The Legislature, in the case of inferior local courts of civil or criminal jurisdiction, has plenary power to establish, regulate or discontinue such courts; and it would seem that, if it has been given this power, as expressed in the Constitution (Art. 6, § 18), it must have the power to provide, in the public interest, for a continuance of the functioning of inferior local courts with temporarily appointed justices to sit in the place of disabled justices.
This statute, when reasonably construed, does not displace the elective justice from the particular office which he holds by the appointment of a temporary justice, since the permanent justice is still left in the office to which he was elected.
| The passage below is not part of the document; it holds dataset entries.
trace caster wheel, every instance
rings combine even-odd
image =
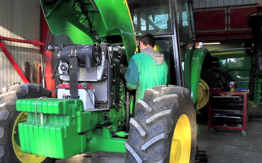
[[[211,133],[214,133],[216,132],[216,131],[217,129],[214,129],[212,128],[210,129],[210,132]]]
[[[242,131],[241,131],[241,134],[243,136],[245,136],[247,134],[247,132],[245,131],[242,130]]]

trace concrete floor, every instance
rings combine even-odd
[[[261,115],[262,105],[251,105],[249,110],[250,116]],[[240,131],[219,129],[211,133],[207,125],[199,125],[201,134],[198,136],[198,144],[200,150],[207,151],[208,162],[262,162],[262,118],[250,118],[248,125],[247,135],[243,136]],[[79,155],[56,162],[122,163],[125,157],[124,154],[99,152]]]

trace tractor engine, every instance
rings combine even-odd
[[[89,102],[88,105],[92,105],[96,108],[117,108],[121,106],[122,92],[120,90],[124,90],[122,82],[124,73],[122,68],[127,65],[124,49],[109,47],[104,43],[100,45],[96,43],[85,45],[62,44],[56,49],[55,54],[59,61],[58,83],[70,85],[69,98],[81,99],[78,94],[78,87],[81,84],[82,89],[94,87],[94,92],[91,93],[94,94],[90,94],[90,91],[87,92],[89,94],[88,100],[81,99],[83,102],[90,102],[91,95],[95,97],[95,102],[92,101],[95,104]],[[57,88],[59,85],[57,84]]]

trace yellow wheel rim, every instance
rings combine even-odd
[[[19,145],[18,125],[18,123],[27,120],[27,113],[21,112],[18,115],[13,128],[12,134],[13,148],[15,155],[20,161],[23,163],[40,163],[46,157],[24,153],[21,150]]]
[[[187,115],[178,119],[173,134],[170,163],[188,163],[191,150],[191,128]]]
[[[198,95],[197,111],[206,105],[209,99],[209,87],[206,82],[200,79]]]

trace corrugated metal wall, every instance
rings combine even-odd
[[[0,35],[31,40],[36,39],[40,41],[40,11],[39,1],[0,1]],[[23,71],[25,62],[29,61],[31,64],[40,62],[39,47],[30,44],[3,41]],[[32,69],[31,71],[32,74]],[[0,88],[7,88],[16,82],[21,83],[23,81],[0,49]]]
[[[194,8],[246,5],[262,3],[262,0],[194,0]]]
There is no power of removal or suspension conferred, and no authority to displace the elected incumbent. These temporary appointees are under the statute itself new and additional justices; and the plenary power granted to regulate or discontinue the court surely includes the power to provide for temporary appointments for periodic intervals. An election of such temporary justices is not an expedient mode in the nature of the emergent contingency. No apprehension need be felt, as indicated in the prevailing opinion, that elected justices may be displaced on a certificate of disability from their office. The method of certifying disability is a matter for the legislative control; and, if a certificate of a medical board of disability ought to be required, before the president-justice is qualified to determine the disability of a justice, then such regulation is a provision with which the Legislature is concerned, and over which the courts have no control. It is not reasonably to be presumed that a justice, able to act, will sit idly by while he is temporarily displaced by the erroneous certificate of the president-justice and the action of the mayor. The decision as to one's ability to continue judicial duties must be subject to some control, and that control is vested by the Legislature in his superior judicial officer, who has, presumably, means of determining the question.
The objections to the statute, therefore, that the unconstitutional portion is not severable and, therefore, invalidates the whole statute; that the method of selecting the justices is unauthorized; that the section provides for an unconstitutional removal or suspension of Municipal Court justices, and that it is invalid because it violates the constitutional system of a judicial term of office, recognized under article 6, sections 17 and 19, of the Constitution, are not found to have sufficient validity to overturn the solemn act of the Legislature. "Only when required by the most cogent reasons, nor, indeed, unless compelled by unanswerable grounds, will a court declare a statute to be unconstitutional." ( People v. Budd, 117 N.Y. 1, pp. 13, 14.)
The question is merely one of power — and nothing else. We cannot attribute improper motives to the Legislature, any more than it is proper for the Legislature to attribute improper motives to the courts for judicial action. The motive and purpose of the enactment here was not only legal, but a necessary exercise of the legislative power in the interests of a speedy administration of justice in this court where the disability of a justice might hamper the conduct of the judicial business.
I, therefore, vote for affirmance of the order appealed from.
Order reversed, with ten dollars costs and disbursements, and motion granted. Settle order on notice.